The only exception I can think of that will 100% increase range in a directional adapter like this hawking. Obviously its not very mobile. Mac version here.
posted by damn dirty ape at 10:53 AM on November 19, 2008

a Mac laptop with a nonfunctioning wireless card running OS X

Dongles are annoying and probably the lest effective, especially for laptops. For the Mac laptop, just replace the wireless card with a working one. Depending on the Mac model, this could be very simple (do it yourself) or worth a trip to the store. But the results will be better and more convenient than any dongle.

Also, consider boosting the OTHER END of the equation. Where is your wireless access point? Where do its antennas point? Can you add bigger antennas? Can you add a second access point in a more "dead" part of your home?
posted by rokusan at 11:50 AM on November 19, 2008

Response by poster: Thanks, these answers are very helpful!

Just to clarify, I don't really have a problem with signal weakness around the home, the functioning card works just fine picking up signals in an apartment or cafe. I would just like to try to pick up signals from as far away as possible, ex: people in my neighborhood who have offered to share a connection, etc. What kind of range are we talking about with these options?
posted by dahliachewswell at 12:00 PM on November 19, 2008

Wifi range in a urban settings is very, very poor. A couple hundred feet at best. Less if you have to go through walls or if there is lots of interference. The directional antenna I linked to may help you, but you need to point it directly at the wifi source. It sounds like youre trying to get on unsecured wifi connections, but your laptop may see the ssid broadcast, but cannot connect. This is typical as connecting properly requires a pretty decent signal to noise ratio.

If this AP is a few blocks down then you wont be able to connect. If its two or three houses down and you have line of sight to the AP (pal puts router in window you can see) and you point the directional hawking at it,then you have a good chance of connecting. No line of sight and far away? Not much can help you.

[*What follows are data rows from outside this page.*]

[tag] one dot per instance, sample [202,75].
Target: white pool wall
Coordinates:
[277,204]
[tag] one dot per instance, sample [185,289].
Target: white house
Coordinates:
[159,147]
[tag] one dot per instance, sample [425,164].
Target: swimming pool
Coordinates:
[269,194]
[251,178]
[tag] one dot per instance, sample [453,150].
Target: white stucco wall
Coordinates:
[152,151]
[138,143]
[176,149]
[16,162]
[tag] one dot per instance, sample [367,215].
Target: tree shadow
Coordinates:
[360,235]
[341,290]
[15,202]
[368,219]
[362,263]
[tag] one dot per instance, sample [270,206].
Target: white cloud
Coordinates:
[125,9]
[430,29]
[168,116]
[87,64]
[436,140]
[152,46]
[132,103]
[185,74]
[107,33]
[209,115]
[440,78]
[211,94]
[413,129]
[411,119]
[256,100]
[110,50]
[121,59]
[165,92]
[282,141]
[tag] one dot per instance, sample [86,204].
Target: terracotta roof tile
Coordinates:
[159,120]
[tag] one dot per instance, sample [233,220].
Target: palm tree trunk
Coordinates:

If youre new to this you can run a program like netstumbler that will help you detect nearby APs. You can walk with your laptop and try to figure out which direction the signal comes from. You may be able to get one one network by moving the laptop to one corner of your home or by pointing the directional hawking out the window.
posted by damn dirty ape at 12:11 PM on November 19, 2008

You can also use a second (or third) wifi access point as a signal booster. You put it in some location that gets the best connection to ANOTHER wifi access point, and use it to two-hop the connection.
posted by rokusan at 12:41 PM on November 19, 2008

I like the Alfa USB Wifi Adapter. It works on Windows, Linux, Mac (OS 10.4 & 10.5). It has an external antenna of the rubber-ducky variety that you can unscrew and use some other antenna if you want. (I've never had the need to try this.) It supposedly has greater output and more sensitivity than the cheaper USB Wifi Adapters. All I know is, when I use this baby, I get much better connections than with the wireless in my (Toshiba) laptop. Like, a two-bar connection becomes a four-bar connection. Like, I can connect to signals my laptop can't even detect. It comes with a USB cable so you can wave it around to find the best signal, then hang the adapter there. (Near a window seems to work best for me.) You can find it online. Just Google Alfa USB Wifi Adapter. (Disclaimer: Although this may sound to some like a paid promo, I'm really just a very satisfied customer.)
posted by exphysicist345 at 4:24 PM on November 19, 2008

Response by poster: maybe people are no longer checking this thread, butttt...

has anyone ever tried this/this type of gadget?
posted by dahliachewswell at 1:04 PM on November 20, 2008

Yes, but you have no devices you can plug that into. Laptops dont have external antenna connectors. Typically, these devices are plugged into routers, not into laptops. These are also not portable at all and need a wall mounting.

The hawking I linked to above is a USB device with a mini directional antenna on a pivot stand, this one is just directional antenna.